But there is more. Our confidence in the Word of God reminds us that the Lord does bring order out of chaos, and resurrection out of death. And so, a sending forth: I hope you will begin to pray about the connection between your faith and the earth upon which we live. When Jesus taught his disciples, he often asked them to look at the world, and to make these connections. One this morning will suffice.

In the Sermon on the Mount, in Matthew 6, Jesus says, “Do not be anxious about your life…” He continues, in the translation taken from the Message: “Look at the birds of the air, free and unfettered, not tied down to a job description, careless in the care of God. And you count far more to him than birds…Look at the wildflowers…they neither primp nor shop, but have you ever seen color and design quite like it? [And] if God gives such attention to the appearance of wildflowers---most of which are never even seen---don’t you think he’ll attend to you, take pride in you, do his best for you. What I’m trying to do here is to get you to relax, to not be so preoccupied with getting, so you can respond to God’s giving”.

Look for connections between your faith and the creation that surrounds you. This might be a time apart, perhaps in the spring or summer, to be in the creation, where it seems that God often shows up to display his glory and to remind us of his reality

Take care for the part of the planet that has been entrusted to you. What kind of footprint are we making on this planet? Well, it begins in each of our rooms, because we are a part of the environment.

Become an advocate, an intercessor, for the creation, for your own sake, and for the sake of our children and their children’s children. I want the rivers and lakes and mountains and shorelines to be here when they come along.
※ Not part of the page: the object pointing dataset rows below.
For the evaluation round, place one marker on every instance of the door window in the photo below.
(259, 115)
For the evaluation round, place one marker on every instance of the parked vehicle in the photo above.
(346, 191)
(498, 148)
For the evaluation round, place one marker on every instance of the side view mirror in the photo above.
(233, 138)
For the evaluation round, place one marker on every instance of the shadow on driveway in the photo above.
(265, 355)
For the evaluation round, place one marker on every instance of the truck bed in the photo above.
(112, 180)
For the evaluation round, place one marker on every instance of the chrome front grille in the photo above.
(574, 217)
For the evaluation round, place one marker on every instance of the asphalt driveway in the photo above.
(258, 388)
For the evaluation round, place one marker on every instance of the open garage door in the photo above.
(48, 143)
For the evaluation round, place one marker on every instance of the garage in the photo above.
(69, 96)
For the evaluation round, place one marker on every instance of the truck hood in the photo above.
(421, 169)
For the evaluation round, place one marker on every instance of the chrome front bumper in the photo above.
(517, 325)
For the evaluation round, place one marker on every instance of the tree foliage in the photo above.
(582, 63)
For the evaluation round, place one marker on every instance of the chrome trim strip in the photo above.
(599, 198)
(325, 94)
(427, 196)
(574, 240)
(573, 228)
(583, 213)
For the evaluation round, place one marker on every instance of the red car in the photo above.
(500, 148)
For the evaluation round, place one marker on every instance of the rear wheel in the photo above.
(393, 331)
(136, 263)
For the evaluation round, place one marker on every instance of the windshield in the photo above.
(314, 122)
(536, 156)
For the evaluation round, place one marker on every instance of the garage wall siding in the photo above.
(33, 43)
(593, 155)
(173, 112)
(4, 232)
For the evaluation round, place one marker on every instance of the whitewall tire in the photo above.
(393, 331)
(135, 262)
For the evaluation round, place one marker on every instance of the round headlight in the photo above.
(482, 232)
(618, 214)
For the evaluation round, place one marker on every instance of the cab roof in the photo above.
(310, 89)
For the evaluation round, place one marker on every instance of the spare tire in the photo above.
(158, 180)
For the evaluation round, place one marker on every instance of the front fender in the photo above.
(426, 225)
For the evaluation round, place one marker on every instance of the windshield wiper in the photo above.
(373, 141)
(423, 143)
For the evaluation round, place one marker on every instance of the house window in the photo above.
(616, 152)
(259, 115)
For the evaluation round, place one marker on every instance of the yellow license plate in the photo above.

Someone must speak a word on behalf of the creation.

I cannot imagine my own Christian life without the opportunities I have had to hike, to camp, to canoe, to raft, to retreat. This wilderness places were the open spaces where God seemed to appear, at just the right time.

I cannot imagine that God is pleased with the way his own people are caring for the earth. Listen to Revelation 4. 11: Thou art worthy, O Lord, to receive glory and honor and power; For you have created all things, and for your pleasure they were and are created. We care for the earth because God created it, for his own pleasure. It is not ours to use up. We are stewards.

I can imagine that God invites each of us to appreciate the beauty of the earth---the hymn testifies, “he shines in all that’s fair".

In the name of God the Father Almighty, maker of heaven and earth;
and Jesus Christ, the first-born of creation,
and the Holy Spirit, the giver of life. Amen.